If one was to get one or three hatchling varanus tristis how would one look after the hatchlings 
___enclosure dimensions,? type of enclosure>?set up?,heat? light?,substrate? feeding? etc____
And how fast do they grow and what size enclosure is suitable for an adult trio?

anyhelp would be good as i dont have a clue:?


----------



## bfg23 (Dec 30, 2008)

i love these threads, sorry to be such a downer and not give you any advice, but why dont you search? 
or use google and search for 'varanus tristis care sheet'

then once you get the basic idea, come back here and ask owners some more specific questions.


----------



## bk201 (Dec 30, 2008)

did a search couldnt find much more than information "coming soon" or "easy to care for"
il be ordering a book soon but just gota wait for it to arrive,plus i would rather get information from keepers/breeders actually in australia and recent information aswell


----------



## bk201 (Jan 1, 2009)

anyone know how to keep these?


----------



## Dipcdame (Jan 1, 2009)

I dont know anything about them, but would this help??? Found other sites but they were in german!!!!!

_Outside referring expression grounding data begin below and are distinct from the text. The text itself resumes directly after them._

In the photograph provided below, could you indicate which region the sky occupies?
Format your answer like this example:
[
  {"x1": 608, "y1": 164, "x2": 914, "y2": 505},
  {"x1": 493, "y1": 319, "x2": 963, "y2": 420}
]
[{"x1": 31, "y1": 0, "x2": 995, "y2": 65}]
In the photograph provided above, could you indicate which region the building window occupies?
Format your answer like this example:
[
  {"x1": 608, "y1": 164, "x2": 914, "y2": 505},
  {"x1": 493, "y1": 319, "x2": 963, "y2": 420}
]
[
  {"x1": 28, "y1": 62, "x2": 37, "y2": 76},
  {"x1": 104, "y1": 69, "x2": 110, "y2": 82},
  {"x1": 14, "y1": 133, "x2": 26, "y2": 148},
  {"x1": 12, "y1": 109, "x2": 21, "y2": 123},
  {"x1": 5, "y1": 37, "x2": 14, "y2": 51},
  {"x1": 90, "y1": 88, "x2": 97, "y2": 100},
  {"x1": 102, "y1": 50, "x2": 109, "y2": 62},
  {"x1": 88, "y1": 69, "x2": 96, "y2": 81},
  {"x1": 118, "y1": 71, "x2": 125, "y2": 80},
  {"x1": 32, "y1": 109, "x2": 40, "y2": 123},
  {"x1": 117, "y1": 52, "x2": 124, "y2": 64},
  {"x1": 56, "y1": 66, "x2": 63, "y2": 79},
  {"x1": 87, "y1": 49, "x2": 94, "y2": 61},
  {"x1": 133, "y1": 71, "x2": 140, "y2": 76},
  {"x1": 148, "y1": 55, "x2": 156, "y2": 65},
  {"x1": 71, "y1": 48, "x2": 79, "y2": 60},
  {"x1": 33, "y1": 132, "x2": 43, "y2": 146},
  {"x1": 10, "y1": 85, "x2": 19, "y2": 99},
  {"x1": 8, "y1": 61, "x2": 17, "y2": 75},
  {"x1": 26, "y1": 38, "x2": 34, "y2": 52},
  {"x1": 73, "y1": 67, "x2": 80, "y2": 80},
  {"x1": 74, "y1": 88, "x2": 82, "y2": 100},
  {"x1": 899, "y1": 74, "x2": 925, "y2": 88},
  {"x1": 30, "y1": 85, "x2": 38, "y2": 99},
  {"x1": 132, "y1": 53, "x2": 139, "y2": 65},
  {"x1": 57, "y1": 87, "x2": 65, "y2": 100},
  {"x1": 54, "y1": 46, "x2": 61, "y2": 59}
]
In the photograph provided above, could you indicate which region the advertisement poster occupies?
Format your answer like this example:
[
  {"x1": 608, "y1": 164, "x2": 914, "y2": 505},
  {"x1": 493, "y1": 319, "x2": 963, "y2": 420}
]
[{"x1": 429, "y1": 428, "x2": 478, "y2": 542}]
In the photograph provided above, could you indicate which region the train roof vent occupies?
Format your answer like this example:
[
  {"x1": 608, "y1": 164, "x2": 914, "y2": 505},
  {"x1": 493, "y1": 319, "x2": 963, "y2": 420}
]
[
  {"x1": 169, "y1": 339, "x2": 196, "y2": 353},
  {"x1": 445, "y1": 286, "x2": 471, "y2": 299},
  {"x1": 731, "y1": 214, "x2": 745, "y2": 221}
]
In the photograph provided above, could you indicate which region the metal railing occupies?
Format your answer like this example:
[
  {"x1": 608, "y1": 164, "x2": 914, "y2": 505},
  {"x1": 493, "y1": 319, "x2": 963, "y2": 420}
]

http://images.google.com.au/imgres?...ev=/images?q=varanus+tristis&gbv=2&hl=en&sa=G


----------



## Maree (Jan 4, 2009)

Tristis aren't that hard to care for, just treat them pretty much like any other small monitor. You might consider keeping them in a room tho' cause they are very fast. So once they escape out of their cage, you will have trouble catching them again so a secure room will help. They will feel more secure with branches higher in the cage which should be taller than it is wide. Youngsters will eat the same cockies and woodies etc as any other small monitor. Once they are big enough, offer pinkies and up sized to your lizard along with the crix etc. They appreciate hollow branches and will be calmer if they can watch you from their hides which I place high in the on the walls of the cage. Once they have that, you can feed them off forceps by hand if you want.

Offer plenty of climable space, cork walls or the like.

Good Luck
Maree


----------



## wizz (Jan 4, 2009)

send* Varanidae* a pm he will help you pics and all....


----------